Both the car and garage it was in were destroyed in an Israeli airstrike in July 2024, however, and he now struggles to get anywhere.
But at least Muin and his family were at home for the Eid, even if their home is in ruins.
Most people in Gaza are not.
Ehab Nafez Shallah, 45, and his family left their home in the first week of the Israeli attacks, on 13 October 2023. They ended up displaced in a school in Deir al-Balah. Their home is completely destroyed, and they have no shelter other than the tent they are staying in.
“We didn’t find even one room to settle in,” Ehab, a former customs officer, told The Electronic Intifada.
Like almost everyone else, he and his wife and their seven children struggled with the famine last Ramadan.

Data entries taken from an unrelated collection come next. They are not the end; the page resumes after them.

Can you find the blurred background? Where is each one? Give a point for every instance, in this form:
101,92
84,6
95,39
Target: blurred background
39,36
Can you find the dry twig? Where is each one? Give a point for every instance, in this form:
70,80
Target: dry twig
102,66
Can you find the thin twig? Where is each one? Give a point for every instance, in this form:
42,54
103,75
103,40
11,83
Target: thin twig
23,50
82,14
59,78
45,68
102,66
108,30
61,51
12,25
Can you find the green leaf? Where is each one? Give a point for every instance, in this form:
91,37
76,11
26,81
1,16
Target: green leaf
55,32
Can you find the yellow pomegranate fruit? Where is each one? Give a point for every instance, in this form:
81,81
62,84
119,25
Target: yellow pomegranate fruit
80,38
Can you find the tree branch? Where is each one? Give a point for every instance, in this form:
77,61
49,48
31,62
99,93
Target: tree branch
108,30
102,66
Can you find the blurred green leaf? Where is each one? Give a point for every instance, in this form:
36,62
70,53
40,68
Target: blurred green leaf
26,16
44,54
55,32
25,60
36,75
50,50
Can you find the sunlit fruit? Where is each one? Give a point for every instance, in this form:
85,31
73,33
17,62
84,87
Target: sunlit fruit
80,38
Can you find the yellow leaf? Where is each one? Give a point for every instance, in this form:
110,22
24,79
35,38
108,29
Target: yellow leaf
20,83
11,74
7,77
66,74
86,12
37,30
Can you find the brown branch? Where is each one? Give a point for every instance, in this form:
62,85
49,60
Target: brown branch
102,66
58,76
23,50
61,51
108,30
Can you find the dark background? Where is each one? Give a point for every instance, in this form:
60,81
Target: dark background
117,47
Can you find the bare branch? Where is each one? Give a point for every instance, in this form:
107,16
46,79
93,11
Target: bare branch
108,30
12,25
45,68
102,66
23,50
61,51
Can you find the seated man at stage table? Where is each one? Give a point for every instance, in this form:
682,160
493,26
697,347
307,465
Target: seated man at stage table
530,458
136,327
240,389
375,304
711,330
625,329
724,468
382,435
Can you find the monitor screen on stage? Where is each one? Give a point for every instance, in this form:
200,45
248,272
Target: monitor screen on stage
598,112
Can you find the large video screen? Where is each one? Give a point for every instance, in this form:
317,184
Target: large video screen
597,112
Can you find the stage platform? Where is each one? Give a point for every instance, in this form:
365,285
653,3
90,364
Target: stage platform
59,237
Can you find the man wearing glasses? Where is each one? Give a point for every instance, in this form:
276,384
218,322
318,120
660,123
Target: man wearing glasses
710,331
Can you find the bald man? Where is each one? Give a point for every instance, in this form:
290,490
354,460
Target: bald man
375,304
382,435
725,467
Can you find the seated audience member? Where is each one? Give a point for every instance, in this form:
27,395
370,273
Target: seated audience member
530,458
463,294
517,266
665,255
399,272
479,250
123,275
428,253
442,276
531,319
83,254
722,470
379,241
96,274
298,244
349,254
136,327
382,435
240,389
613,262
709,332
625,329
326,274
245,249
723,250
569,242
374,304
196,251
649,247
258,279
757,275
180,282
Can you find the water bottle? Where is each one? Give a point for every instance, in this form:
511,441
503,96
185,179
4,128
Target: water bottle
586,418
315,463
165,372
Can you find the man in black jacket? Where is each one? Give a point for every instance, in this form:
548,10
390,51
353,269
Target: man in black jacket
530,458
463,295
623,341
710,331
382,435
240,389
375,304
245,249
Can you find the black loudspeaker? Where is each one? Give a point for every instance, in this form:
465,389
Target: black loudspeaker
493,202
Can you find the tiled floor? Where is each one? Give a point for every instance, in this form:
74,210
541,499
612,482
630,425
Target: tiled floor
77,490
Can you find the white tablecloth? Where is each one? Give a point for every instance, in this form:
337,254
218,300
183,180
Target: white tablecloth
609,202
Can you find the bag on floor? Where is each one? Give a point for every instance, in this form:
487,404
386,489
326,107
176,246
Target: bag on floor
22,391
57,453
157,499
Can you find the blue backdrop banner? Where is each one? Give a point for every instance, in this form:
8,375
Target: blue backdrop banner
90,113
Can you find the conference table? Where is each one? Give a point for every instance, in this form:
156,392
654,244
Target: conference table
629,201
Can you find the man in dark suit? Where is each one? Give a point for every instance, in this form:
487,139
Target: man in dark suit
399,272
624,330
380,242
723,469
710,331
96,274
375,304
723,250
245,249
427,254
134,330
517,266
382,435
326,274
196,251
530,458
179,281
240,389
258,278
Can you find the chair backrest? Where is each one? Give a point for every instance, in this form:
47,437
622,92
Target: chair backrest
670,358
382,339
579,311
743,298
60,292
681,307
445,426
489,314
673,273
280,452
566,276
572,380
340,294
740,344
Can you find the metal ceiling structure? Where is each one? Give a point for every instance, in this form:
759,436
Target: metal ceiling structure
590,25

And now, with crossings closed again, food prices have spiked and famine looms again.
Like last year, Ehab buys whatever food he can find. And things are quickly returning to how they were then.
“Cooking gas, which was available in the market during the ceasefire, is now nonexistent in the city,” Ehab said.
The fear of Israel’s indiscriminate violence is also back. People had the opportunity to pray in mosques during the ceasefire, but few try now for fear of being targeted.
At least, said Ehab, grasping for small mercies, his family is together.
“Gatherings are better because my family and I are in one place,” Ehab said.
Watching from afar
Islam Ahmad Shallah, 35, left Gaza in March 2017.
He struggled to find stable work, however, so when an opportunity arose to work with his brother in Qatar, he took it.
There, Islam built a new life. He got married, and he and wife now have a son and daughter.
But his parents and siblings remained in Gaza, and Islam fondly remembers the festive season at home.
“Ramadan in Gaza was the best,” Islam said about being surrounded by family and familiar faces. His days were spent working or studying, followed by a nap in the afternoon.
“I loved seeing my friends and shopping for my parents before sunset,” he recalled.
Now, while his life has improved in Qatar, where he is a site operations manager for a construction company, he watches with horror what is happening back home.
His family is divided. His parents and two brothers are in the north, and his sister and another brother are in the south.
Having lived through Israel’s aggressions in 2008, 2012 and 2014, Islam knew how hard it would be to stay in contact. Still, he tried, mainly communicating over the internet when his family had access.
That wasn’t always.
“The longest I went without hearing from them was about a week,” he said.
Last Ramadan was particularly difficult for Islam in Qatar.
“We didn’t celebrate at all – no decorations, nothing,” he said. “Gaza was being bombed 24/7. I was always afraid something would happen to my family.”
Both his family and he enjoyed the brief respite the ceasefire offered.
“My parents finally left the tent and moved into a small apartment with my sister,” Islam said.
Food was coming in and prices had dropped a little.
But now, it’s back to the prior desperate situation, and Islam is back to watching events from afar with growing apprehension.
“For me, life did not change as I am still afraid [for] my family. I won’t be at peace until the Rafah crossing opens and I can see them.”
Khaled Al-Qershali is a writer and translator.